I am a fan and a dear friend of Marilyn’s so it comes as no surprise that I enjoyed this chapbook, from the snail on the cover to its reappearance in a poem, to the poems on not having a baby. there’s a sweet sadness to the work, mixed with a practicality about life and a concern for the environment. there’s concern. I have several favourites in the collection, but I’m particularly fond of “hum,” which begins “the first definition/of suicide/begins/with monks/robes/indistinguishable/from/skin cinder”—an unusual and memorable image. I want a book by Marilyn soon please, publishers. and so should you.

N.W. Lea - Five Mothers (above/ground press, October 2019)

I am a big fan of Lea’s writing. It’s contemplative, unusual and minimal. There is humour, playfulness, unique and powerful imagery and a consistency of tone throughout the chapbook.

Mary Kasimor - disrobing iris (above/ground press, November 2019)

I began reading these poems and then got so excited by the incantatory and exquisite imagery and sound play that I had to read them aloud. the poem “dropped stiches” stayed with me long after I read it the first time. This is a symphony of melancholy and grief, rebellion. I loved them.

Eric Baus – Euphorbia (above/ground press, January 2020)

i enjoyed these microscopic observations and musings of/on nature. These are powerful prose poems that delighted and fascinated me. The only thing I didn’t like was the font, which could have been Futura or Arial, I’m guessing but probably wrong, and what appears to be boldface for the entire collection.
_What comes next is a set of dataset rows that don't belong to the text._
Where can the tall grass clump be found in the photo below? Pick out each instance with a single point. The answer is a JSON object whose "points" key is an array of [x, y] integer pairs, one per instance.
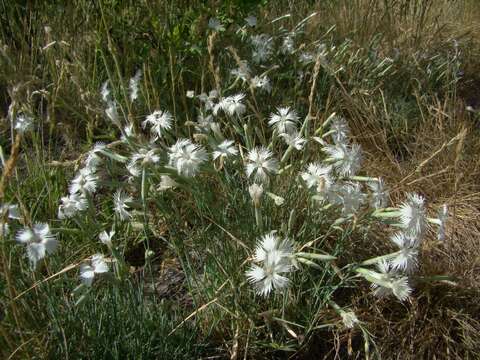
{"points": [[249, 182]]}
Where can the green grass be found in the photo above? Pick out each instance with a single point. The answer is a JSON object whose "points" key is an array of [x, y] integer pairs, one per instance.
{"points": [[392, 70]]}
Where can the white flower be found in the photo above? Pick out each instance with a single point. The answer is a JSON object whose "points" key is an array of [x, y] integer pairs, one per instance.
{"points": [[256, 192], [23, 123], [215, 24], [39, 241], [166, 182], [120, 206], [262, 47], [294, 140], [106, 237], [349, 318], [85, 182], [285, 120], [318, 176], [133, 85], [262, 83], [341, 130], [387, 282], [133, 169], [231, 105], [413, 216], [144, 157], [261, 164], [225, 149], [251, 21], [278, 200], [275, 257], [71, 205], [379, 194], [187, 157], [159, 121], [97, 266], [352, 198], [347, 160], [407, 259]]}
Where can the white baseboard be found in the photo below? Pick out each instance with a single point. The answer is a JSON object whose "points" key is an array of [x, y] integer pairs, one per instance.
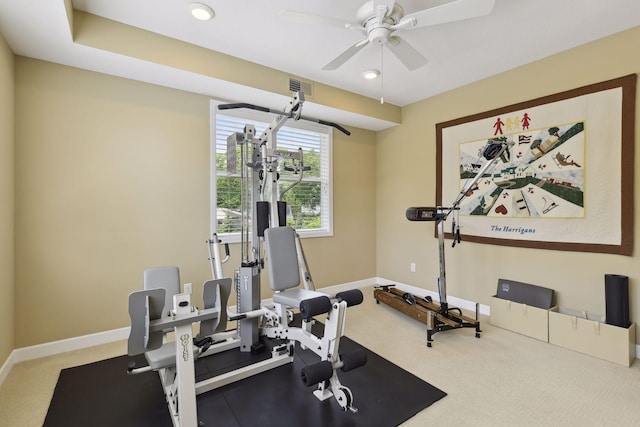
{"points": [[85, 341], [56, 347]]}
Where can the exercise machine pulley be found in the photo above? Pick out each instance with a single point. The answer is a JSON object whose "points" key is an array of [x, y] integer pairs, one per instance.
{"points": [[439, 316]]}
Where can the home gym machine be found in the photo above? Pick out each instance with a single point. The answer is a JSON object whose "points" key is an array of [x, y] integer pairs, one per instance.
{"points": [[265, 242], [440, 316]]}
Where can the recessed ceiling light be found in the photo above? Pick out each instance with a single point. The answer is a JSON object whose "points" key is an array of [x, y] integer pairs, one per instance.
{"points": [[370, 74], [201, 11]]}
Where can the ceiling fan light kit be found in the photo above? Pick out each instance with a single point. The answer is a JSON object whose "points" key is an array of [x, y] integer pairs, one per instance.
{"points": [[380, 20], [370, 74], [201, 11]]}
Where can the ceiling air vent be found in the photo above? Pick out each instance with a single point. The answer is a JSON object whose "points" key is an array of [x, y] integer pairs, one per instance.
{"points": [[300, 86]]}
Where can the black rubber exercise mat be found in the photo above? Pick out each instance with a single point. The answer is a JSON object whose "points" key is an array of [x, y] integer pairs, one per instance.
{"points": [[102, 394]]}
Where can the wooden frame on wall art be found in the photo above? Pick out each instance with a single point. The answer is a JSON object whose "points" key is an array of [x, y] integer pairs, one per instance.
{"points": [[568, 182]]}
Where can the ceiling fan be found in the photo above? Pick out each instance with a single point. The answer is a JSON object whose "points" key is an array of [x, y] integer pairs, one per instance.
{"points": [[379, 20]]}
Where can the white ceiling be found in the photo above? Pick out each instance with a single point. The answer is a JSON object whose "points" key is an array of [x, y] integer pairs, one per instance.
{"points": [[515, 33]]}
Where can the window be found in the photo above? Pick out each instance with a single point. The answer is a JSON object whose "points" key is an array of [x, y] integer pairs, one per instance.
{"points": [[309, 203]]}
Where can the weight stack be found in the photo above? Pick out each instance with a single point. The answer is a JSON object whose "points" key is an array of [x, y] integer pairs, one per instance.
{"points": [[616, 289]]}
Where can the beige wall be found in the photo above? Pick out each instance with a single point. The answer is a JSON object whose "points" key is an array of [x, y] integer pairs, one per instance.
{"points": [[406, 177], [112, 176], [7, 90]]}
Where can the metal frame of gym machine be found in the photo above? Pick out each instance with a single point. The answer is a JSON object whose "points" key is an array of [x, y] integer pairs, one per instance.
{"points": [[442, 317], [261, 160]]}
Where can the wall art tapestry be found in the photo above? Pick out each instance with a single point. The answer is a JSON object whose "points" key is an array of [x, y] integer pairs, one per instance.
{"points": [[567, 183]]}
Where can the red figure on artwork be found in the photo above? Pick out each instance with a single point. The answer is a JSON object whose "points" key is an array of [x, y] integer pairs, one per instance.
{"points": [[498, 125]]}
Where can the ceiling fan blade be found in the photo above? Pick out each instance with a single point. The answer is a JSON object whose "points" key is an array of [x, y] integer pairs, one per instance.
{"points": [[310, 18], [407, 54], [449, 12], [346, 55]]}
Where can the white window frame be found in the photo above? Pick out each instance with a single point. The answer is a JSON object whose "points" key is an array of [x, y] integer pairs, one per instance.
{"points": [[327, 229]]}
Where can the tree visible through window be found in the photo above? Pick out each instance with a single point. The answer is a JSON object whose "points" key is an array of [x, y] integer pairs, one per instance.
{"points": [[308, 203]]}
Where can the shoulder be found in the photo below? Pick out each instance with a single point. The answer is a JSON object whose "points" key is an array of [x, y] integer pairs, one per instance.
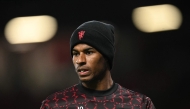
{"points": [[63, 92], [57, 96]]}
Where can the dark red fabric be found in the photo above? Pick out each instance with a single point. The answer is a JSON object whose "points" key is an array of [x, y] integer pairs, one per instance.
{"points": [[73, 98]]}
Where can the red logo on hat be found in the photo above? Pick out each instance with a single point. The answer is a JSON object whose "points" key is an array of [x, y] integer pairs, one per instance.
{"points": [[81, 34]]}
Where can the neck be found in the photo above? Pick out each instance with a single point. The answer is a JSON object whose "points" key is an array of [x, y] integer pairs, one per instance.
{"points": [[100, 84]]}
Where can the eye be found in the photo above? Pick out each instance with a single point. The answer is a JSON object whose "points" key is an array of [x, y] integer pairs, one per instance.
{"points": [[75, 53], [89, 52]]}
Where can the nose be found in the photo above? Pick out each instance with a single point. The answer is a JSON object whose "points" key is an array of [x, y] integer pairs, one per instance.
{"points": [[81, 59]]}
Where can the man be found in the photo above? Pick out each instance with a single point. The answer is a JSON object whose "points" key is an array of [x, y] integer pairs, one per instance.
{"points": [[92, 50]]}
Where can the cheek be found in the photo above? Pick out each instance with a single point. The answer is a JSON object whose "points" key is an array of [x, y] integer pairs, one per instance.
{"points": [[96, 62]]}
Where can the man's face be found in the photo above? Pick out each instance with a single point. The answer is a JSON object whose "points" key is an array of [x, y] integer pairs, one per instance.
{"points": [[89, 63]]}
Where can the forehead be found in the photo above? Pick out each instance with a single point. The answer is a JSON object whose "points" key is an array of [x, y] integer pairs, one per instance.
{"points": [[81, 46]]}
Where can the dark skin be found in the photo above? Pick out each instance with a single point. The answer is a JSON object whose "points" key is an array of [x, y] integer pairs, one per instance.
{"points": [[91, 67]]}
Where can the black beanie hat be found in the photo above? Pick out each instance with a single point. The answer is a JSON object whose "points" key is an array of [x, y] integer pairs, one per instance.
{"points": [[98, 35]]}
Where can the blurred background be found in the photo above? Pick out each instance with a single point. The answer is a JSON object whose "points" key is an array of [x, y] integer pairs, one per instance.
{"points": [[152, 51]]}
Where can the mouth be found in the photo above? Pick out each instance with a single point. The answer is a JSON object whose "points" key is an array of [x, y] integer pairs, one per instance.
{"points": [[83, 72]]}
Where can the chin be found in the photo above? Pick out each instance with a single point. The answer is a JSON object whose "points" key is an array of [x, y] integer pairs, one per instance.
{"points": [[85, 79]]}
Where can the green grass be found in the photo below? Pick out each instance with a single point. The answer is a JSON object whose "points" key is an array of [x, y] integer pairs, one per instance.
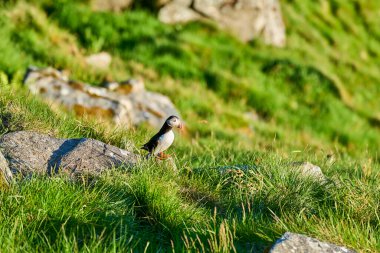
{"points": [[234, 190]]}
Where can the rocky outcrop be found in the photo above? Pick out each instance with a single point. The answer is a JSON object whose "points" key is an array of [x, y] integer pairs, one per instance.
{"points": [[34, 153], [291, 242], [247, 19], [126, 103]]}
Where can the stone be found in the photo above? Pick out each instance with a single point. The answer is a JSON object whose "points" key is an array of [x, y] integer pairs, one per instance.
{"points": [[309, 170], [6, 176], [111, 5], [247, 19], [291, 242], [101, 60], [127, 103], [34, 153]]}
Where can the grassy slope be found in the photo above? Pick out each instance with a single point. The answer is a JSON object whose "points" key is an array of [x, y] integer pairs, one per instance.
{"points": [[155, 208]]}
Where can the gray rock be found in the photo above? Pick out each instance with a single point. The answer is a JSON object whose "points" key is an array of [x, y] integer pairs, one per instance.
{"points": [[295, 243], [127, 103], [247, 19], [34, 153], [6, 176], [309, 170]]}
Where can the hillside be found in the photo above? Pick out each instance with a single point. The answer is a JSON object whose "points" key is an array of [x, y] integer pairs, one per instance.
{"points": [[248, 106]]}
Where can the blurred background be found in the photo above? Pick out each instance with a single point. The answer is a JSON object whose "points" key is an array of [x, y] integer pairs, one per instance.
{"points": [[259, 74]]}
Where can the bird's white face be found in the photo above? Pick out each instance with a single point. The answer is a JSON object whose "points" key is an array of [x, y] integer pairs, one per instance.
{"points": [[174, 122]]}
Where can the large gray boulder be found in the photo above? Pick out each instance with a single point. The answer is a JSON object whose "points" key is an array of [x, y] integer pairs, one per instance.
{"points": [[127, 103], [34, 153], [247, 19], [297, 243]]}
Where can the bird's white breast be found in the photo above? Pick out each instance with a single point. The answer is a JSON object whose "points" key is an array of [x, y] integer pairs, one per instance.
{"points": [[164, 142]]}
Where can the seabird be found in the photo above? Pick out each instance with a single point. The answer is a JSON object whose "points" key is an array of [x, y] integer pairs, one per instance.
{"points": [[162, 140]]}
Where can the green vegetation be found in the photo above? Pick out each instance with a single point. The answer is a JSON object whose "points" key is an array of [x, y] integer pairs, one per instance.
{"points": [[317, 96]]}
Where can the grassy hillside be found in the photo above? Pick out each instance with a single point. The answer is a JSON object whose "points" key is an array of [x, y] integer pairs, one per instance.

It is the opposite of the work for me. It is shouty and brash. That’s not what I’m reading. I’m reading softer, more subtle and delicate observations and musings.

Here are two of the poems that resonated greatly with me:

Pattern Anguish

Hawks glide above other hawks to kill escaping sky, a faraway star burning their faces.
Hum, Hurts

So the rosin, as the rain was, flowered its watts, precipitates a leaf, has been one, exhausts the teeth of animal speech, a siren under wool, hums, hurts.

Lessa Dean – the Desert of Itabira (above/ground press, January 2020)

This is an excerpt from a novella in verse entitled Manuelzimbo; a found poetry project based on the work of Elizabeth Bishop. I can’t wait to read the entire novella. The excerpt is mesmerizing. It evokes the desert paintings of Georgia O’Keeffe for me, extremely visual and startling: “We are taken to a red temple/a woman in a cloak of bones/greets us in a language/none of us know”.

I am in love with the dark imagery of this work: “The dynasty of violence threads our sleep/leaves bruises each night we shower ourselves/in superstitious rituals drink snake blood/   leave on the drowned green light”

This work also evokes the haunting imagery of the poetry of Sandra Ridley. I envisage a collaboration between Dean and Ridley. I think it would be wing-swept and haunting.